While playing with Team USA in 2023, Brunson told reporters, “It’s impossible not to see things — rumors and all the stuff that comes up on Twitter and all that stuff every single day is always on TV. There’s always possibilities when you hear about that stuff. Donovan is a good friend of mine for a while. We were in the same high school class, our relationship goes back a long way. I think right now, I’m more than happy with my guys, and I love my teammates.”
“Being a New Yorker playing in the Finals is just different,” Mitchell wrote in a diary he is doing for Andscape. “You don’t take it for granted. You grew up around it. You grew up a fan of it. And now to be an enemy in it is special, for sure. We played there a few years ago [in the playoffs] and we got whupped. The remaining core guys that are here remember that. So, we have to go out and be ready. It’s an amazing opportunity for us and for me being back home, but we got to go in there and take it.”
It has worked out fine for both of them. Brunson has become the captain of the Knicks, leading them to playoff berths in all four of his seasons in New York, starting with the first playoff series win in a decade and now reaching the conference finals for a second straight season.
Mitchell has had Cleveland in the playoffs every season and spearheaded the upset of the top-seeded Detroit Pistons to reach this series.

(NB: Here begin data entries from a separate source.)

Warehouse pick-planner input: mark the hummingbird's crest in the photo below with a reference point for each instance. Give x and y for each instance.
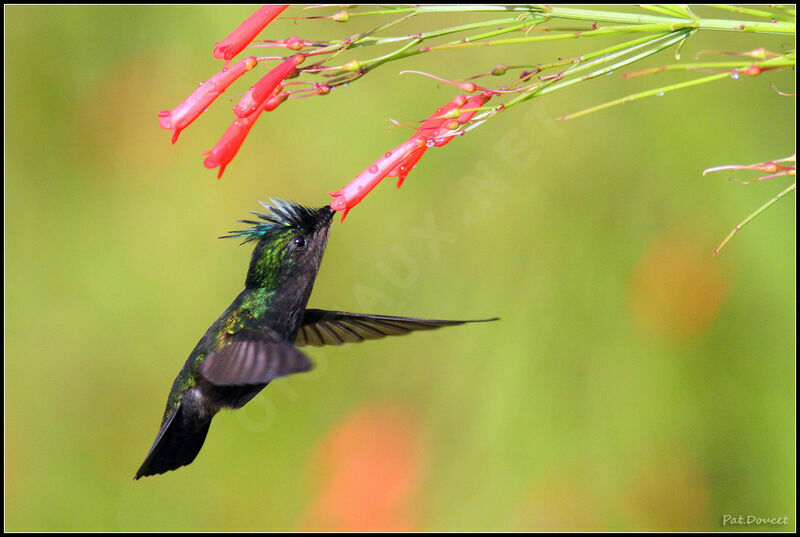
(282, 216)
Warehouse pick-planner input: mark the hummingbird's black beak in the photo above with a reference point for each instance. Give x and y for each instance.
(328, 215)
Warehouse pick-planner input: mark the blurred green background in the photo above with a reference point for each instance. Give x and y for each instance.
(633, 382)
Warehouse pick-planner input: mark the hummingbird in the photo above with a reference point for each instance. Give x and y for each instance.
(256, 339)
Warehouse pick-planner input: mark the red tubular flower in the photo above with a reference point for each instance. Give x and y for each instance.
(430, 125)
(401, 160)
(357, 189)
(407, 164)
(247, 31)
(227, 146)
(182, 115)
(265, 87)
(477, 101)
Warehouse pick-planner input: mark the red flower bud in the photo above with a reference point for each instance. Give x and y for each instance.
(232, 140)
(430, 125)
(357, 189)
(182, 115)
(474, 102)
(265, 87)
(247, 31)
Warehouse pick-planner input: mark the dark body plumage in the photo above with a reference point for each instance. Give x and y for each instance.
(255, 340)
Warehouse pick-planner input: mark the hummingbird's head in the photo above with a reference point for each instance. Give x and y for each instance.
(291, 240)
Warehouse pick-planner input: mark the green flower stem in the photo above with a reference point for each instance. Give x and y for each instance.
(758, 211)
(752, 12)
(700, 24)
(648, 93)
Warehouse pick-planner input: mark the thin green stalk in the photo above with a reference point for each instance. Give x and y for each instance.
(758, 211)
(700, 23)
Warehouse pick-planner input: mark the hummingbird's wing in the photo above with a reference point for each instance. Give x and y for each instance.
(253, 357)
(320, 327)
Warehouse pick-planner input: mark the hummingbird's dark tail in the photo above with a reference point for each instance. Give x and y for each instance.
(177, 444)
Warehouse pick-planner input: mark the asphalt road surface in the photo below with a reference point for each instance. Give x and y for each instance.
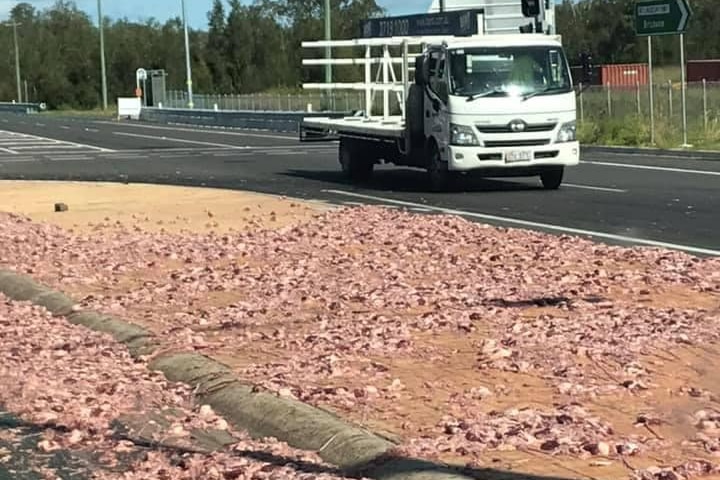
(647, 199)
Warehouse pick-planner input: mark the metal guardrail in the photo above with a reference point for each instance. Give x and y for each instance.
(22, 107)
(276, 121)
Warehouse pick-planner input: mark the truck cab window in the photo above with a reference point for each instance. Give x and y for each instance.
(503, 71)
(437, 82)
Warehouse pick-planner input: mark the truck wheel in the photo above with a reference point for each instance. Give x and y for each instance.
(438, 174)
(353, 166)
(552, 177)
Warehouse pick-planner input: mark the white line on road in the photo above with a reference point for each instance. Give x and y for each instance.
(49, 148)
(180, 140)
(589, 187)
(52, 140)
(527, 223)
(652, 167)
(69, 158)
(201, 130)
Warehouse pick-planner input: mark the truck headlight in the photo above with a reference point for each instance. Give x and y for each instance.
(567, 132)
(462, 135)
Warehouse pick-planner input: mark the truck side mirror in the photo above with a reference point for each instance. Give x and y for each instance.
(587, 68)
(420, 70)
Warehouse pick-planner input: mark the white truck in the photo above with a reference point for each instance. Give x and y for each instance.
(493, 105)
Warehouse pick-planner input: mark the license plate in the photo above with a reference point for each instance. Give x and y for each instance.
(518, 156)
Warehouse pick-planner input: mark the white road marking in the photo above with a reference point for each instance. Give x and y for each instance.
(69, 158)
(22, 137)
(202, 130)
(653, 167)
(180, 140)
(589, 187)
(527, 223)
(49, 148)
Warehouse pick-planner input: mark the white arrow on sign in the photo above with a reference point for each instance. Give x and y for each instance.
(684, 15)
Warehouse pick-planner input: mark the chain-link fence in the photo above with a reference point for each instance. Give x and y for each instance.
(340, 101)
(600, 102)
(622, 114)
(626, 109)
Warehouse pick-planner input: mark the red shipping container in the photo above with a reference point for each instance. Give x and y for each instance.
(624, 75)
(697, 70)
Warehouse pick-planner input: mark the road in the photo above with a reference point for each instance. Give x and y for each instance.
(640, 199)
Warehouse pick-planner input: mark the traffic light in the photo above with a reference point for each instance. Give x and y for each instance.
(526, 28)
(531, 8)
(587, 67)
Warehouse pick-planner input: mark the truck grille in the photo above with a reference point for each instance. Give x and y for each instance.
(515, 143)
(536, 127)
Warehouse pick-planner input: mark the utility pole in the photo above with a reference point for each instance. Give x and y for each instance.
(102, 55)
(17, 59)
(328, 36)
(187, 57)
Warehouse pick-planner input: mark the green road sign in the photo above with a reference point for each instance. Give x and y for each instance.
(661, 17)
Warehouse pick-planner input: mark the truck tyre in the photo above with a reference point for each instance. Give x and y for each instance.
(354, 167)
(438, 174)
(552, 177)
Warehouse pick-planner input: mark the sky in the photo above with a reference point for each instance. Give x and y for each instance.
(197, 9)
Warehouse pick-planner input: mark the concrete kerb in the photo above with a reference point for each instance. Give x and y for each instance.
(353, 449)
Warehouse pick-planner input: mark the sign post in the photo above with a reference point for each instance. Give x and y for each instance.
(664, 17)
(652, 93)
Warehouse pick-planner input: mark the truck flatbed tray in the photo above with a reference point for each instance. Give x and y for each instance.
(390, 127)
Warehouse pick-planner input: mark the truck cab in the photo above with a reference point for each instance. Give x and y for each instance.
(499, 106)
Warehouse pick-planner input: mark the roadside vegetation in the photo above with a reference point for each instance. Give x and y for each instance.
(249, 57)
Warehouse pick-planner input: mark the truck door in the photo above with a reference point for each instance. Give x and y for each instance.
(436, 104)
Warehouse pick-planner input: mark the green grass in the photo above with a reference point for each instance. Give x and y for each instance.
(95, 112)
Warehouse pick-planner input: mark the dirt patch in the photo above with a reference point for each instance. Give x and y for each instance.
(528, 352)
(152, 208)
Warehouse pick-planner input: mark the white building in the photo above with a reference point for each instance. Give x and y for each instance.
(501, 16)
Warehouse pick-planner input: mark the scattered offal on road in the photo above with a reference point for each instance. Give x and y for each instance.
(491, 347)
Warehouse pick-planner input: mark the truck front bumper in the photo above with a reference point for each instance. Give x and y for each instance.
(513, 160)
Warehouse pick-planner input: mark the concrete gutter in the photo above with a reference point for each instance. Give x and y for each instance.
(351, 448)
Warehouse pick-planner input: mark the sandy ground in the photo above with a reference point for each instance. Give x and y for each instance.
(423, 369)
(151, 208)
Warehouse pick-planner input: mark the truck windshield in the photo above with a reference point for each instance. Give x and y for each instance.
(508, 71)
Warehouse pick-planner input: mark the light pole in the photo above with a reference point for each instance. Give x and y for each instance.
(17, 58)
(102, 55)
(328, 36)
(187, 57)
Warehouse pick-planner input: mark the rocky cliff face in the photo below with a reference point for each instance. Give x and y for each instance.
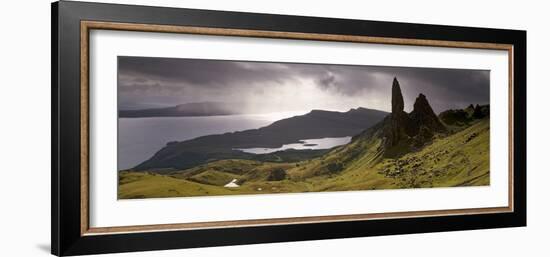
(410, 129)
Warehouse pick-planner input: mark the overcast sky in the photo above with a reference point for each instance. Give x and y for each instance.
(145, 82)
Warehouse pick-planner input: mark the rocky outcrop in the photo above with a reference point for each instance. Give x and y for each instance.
(397, 103)
(410, 129)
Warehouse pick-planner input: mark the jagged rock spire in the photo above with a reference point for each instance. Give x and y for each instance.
(423, 115)
(397, 104)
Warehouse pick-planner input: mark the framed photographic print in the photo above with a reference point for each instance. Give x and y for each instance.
(177, 128)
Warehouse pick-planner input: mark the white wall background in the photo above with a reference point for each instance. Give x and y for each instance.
(25, 127)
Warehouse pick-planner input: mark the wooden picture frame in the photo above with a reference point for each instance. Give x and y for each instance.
(71, 26)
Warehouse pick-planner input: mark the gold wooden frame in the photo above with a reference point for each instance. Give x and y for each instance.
(86, 26)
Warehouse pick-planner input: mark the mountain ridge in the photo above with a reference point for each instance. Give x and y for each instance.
(315, 124)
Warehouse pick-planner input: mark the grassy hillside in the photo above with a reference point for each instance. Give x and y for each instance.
(458, 159)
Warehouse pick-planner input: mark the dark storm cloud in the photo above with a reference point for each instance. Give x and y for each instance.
(147, 81)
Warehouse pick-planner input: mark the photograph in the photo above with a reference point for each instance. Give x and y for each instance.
(201, 127)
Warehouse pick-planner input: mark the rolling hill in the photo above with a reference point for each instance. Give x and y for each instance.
(404, 150)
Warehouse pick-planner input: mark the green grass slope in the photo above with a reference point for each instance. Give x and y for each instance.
(459, 159)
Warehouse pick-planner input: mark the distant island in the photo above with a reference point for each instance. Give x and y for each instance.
(315, 124)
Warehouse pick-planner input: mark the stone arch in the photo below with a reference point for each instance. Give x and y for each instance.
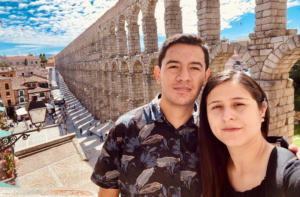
(275, 81)
(114, 91)
(106, 90)
(279, 63)
(105, 42)
(224, 51)
(133, 31)
(136, 96)
(173, 17)
(123, 95)
(122, 40)
(153, 87)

While he has not been named captain on a team with a number of veteran leaders, it was Mitchell who clearly led them in Game 7 when he had 26 points and eight assists, averaging 28.1 points per game in the series.
“I hope Don knows this, I’ll follow him into war,” Jarrett Allen said after the Cavs advanced to this round. “I’ll trust every single decision that he makes, every single shot that he takes, every single word that he speaks in the locker room."
And when the team seemed ready to collapse after a one-sided loss in Game 6 with a chance to clinch the series against the Pistons at home, it was Mitchell who said, “Everything you want is on the other side of hard. Nothing good comes easy.”
It doesn’t sound that different from anything you’ve heard Brunson say, whether it is his mantra of “the magic is in the work,” or any of the humble words he’s spoken as the leader of the Knicks. Mitchell wore a Mets hat Tuesday morning and talked about sleeping in his own bed. Whatever transpires over this series, you can be certain that neither Brunson nor Mitchell will have a cross word to say about the other one, not even here on the biggest stage they’ve ever met on.